Let's goooooo! Andy on a rolllllll!

Pythagorean Theorem is the star (or at least a willing participant) of nearly all these problems!

I am such a nerd. I Love These!!!!

Best advent calendar ever... so much fun... how ecks-ziting!

You got this, Andy!

Answer to the next question: If the side length of the smaller square = x, the side length of the bigger, tilted square = √(5^2 + x^2). Their respective area = x^2 and (5^2 + x^2) The four triangles are all similar. The hypotenuses of the two largest are √(5^2 + x^2) & x, their longer legs are x & (x^2)/√(5^2 + x^2) So the width and length of the green area are √(5^2 + x^2) - (x^2)/√(5^2 + x^2) and √(5^2 + x^2) The area = (√(5^2 + x^2) - (x^2)/√(5^2 + x^2))(√(5^2 + x^2)) = (5^2 + x^2) - x^2 = 25

Go, Andy, Go!!!

For the next puzzle, the overlapping squares, a quick back of the napkin solution gave me 25 square units.

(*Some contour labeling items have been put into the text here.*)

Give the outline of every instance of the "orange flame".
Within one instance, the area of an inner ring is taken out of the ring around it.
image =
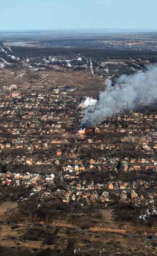
[[[83,129],[81,128],[78,131],[78,133],[82,134],[85,134],[85,130],[86,130],[85,128],[84,128]]]

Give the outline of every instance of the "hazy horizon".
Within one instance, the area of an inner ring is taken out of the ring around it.
[[[6,0],[0,31],[157,30],[157,10],[156,0]]]

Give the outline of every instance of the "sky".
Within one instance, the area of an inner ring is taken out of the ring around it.
[[[0,0],[0,30],[157,30],[157,0]]]

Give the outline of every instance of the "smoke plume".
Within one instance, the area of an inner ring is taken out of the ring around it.
[[[99,101],[94,105],[94,111],[92,111],[91,107],[83,111],[85,114],[80,128],[95,126],[100,124],[104,118],[125,108],[133,109],[139,104],[148,105],[155,101],[157,67],[152,67],[145,72],[133,76],[122,75],[114,87],[108,79],[105,84],[107,89],[100,93]]]
[[[82,102],[80,104],[79,106],[83,105],[82,106],[83,106],[85,108],[87,108],[87,107],[93,107],[96,106],[97,103],[97,101],[96,100],[93,99],[93,98],[91,97],[89,98],[89,97],[88,97],[83,103]]]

I was really worried you wouldn't put a box around it at the end

i'm guessing the next one will not be as clean or quick to solve.

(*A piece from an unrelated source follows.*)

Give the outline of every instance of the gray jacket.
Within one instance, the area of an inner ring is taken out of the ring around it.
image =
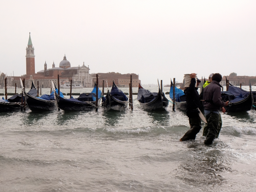
[[[204,89],[203,100],[205,109],[218,111],[225,105],[221,101],[221,86],[216,81],[212,81]]]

For tomorrow's question: Flip the light blue square to the left and you can see, that the blue square is the square over the hypotenuse and the light blue square is the square over the long leg of the bottom left triangle. We therefore have the relationship b² + 5² = c², where b is the sidelength of the light blue square and c is the sidelength of the blue square. The top triangle - through symmetry - shares all three angles with the bottom left triangle, as such they are similar and they share the same ratios. Calling the two legs (c - x) and y, we are looking for the area cx and have the following equations: b² + 5² = c² (c - x)² + y² = b² → c² - 2cx + x² + y² = b² (c - x)/b = b/c → c² - cx = b² Putting the last two together, we get b² - cx + x² + y² = b² |-b² +cx x² + y² = cx Now elongate the right side of the light blue square to the top of the blue square. This creates two other right angle triangles: One large one, which is identical to the bottom left triangle, just turned by 90° around the top left corner of the squares, as well as a tiny triangle... with the sides x, y and an hypotenuse of 5 (due to the symmetry). As such, x² + y² = 5² and that is the final piece to get our answer: cx = 5² = 25 units²

We got like 5 left we can do it

May i ask what app/website do you use for your demonstrations?

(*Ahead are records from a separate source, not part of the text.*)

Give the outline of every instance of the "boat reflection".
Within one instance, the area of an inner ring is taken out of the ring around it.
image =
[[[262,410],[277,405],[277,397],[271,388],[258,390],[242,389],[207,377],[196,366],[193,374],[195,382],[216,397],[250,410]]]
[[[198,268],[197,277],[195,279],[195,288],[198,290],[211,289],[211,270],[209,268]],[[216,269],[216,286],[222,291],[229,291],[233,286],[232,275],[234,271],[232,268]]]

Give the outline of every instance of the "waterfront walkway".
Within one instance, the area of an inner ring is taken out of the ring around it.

To take half of square area probably would be simpler? (4*4) / 2 ? Just because most people remember formula for area of the square but not triangle :)

Wow, a simple one!

why the two tangent lines made 90 degree (what is the law)

Duh. I got caught thinking in triangles and solved it the harder way. Radius 4, so smaller triangles side lengths = 4/root(2). So since there are two, area = (4/root(2)) squared = 16/2 = 8. Far simpler to see the 4x4 square and divide by 2. Though functionally they are the same.

Day 27, ans: A = 25 units squared (???)

Its 8 isnt it

How Agg-citing!

day27 a:b=(b-x):a→bx=b^2-a^2=5^2 →A=25😊

Yay, a Geometry problem with no Algebra.

I hate to be a pedant who picks at nits, buttering your final step of resolving the area of the triangle 1/2 * 4 * 4, you violated the order of operations by multiplying the 4's together first. I know in this instance as all of the operations are multiplications ultimately it doesn't change this particular solution (hence why this is a nit-pick), but considering the staggering number of people online who don't know the order of operations IMO it would be good to set a proper example by following them strictly, even in trivial situations like this.

This stuff is too easy for a KZbin video. Come on.